The precise tissue distribution of CCN3 in the pancreas has never been studied before. We therefore conducted immunohistochemistry on pancreas sections obtained from WT mice and genetic models of insulin resistance. Almost no detectable CCN3 expression could be observed in the pancreas of WT mice, indicating that CCN3 protein levels are low in control animals (Fig 3A, top left). However, CCN3 staining was increased in transgenic mice with CAFoxO1 overexpression (305 mice), consistent with the notion that Ccn3 is upregulated by FoxO1 (Fig. 3A, top right). Although the increase in CCN3 staining could also reflect conformational changes that would render the epitope more accessible, we believe this is unlikely since we also detect the increase in Ccn3 at the mRNA levels in islets from 305 mice (Fig 1C). Interestingly, staining was found to be restricted to ducts and β-cells. We also observed increased CCN3 immunoreactivity in db/db and Irs2−/− mice, two genetic models of insulin resistance with β-cell failure. We next sought to confirm the tissue distribution of Ccn3 by PCR (Fig. 3B). Ccn3 expression was undetectable in the exocrine tissue but present in the endocrine fraction of the pancreas. Amylase and insulin were used as controls.

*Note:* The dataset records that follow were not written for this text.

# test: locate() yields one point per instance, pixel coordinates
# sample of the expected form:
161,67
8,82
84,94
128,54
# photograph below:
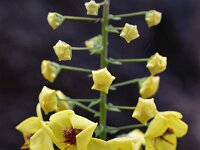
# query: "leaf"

Figure 3. CCN3 is up-regulated in animal models of insulin resistance.

Figure 3

A) We determined CCN3 protein levels in different genetic models of insulin resistance. We prepared paraffin sections from WT, CAFoxO1 transgenics (305), db/db, and Irs2–/– mice and performed CCN3 immunostaining (at least n = 3 for each). Representative images are shown. B) Ccn3 expression in both the exocrine and the endocrine fraction was determined by PCR in 2 months old male animals. Amylase and insulin were used as specific exocrine and endocrine markers. Actin was used as a control in each sample. Representative images of 3 separate experiments are shown.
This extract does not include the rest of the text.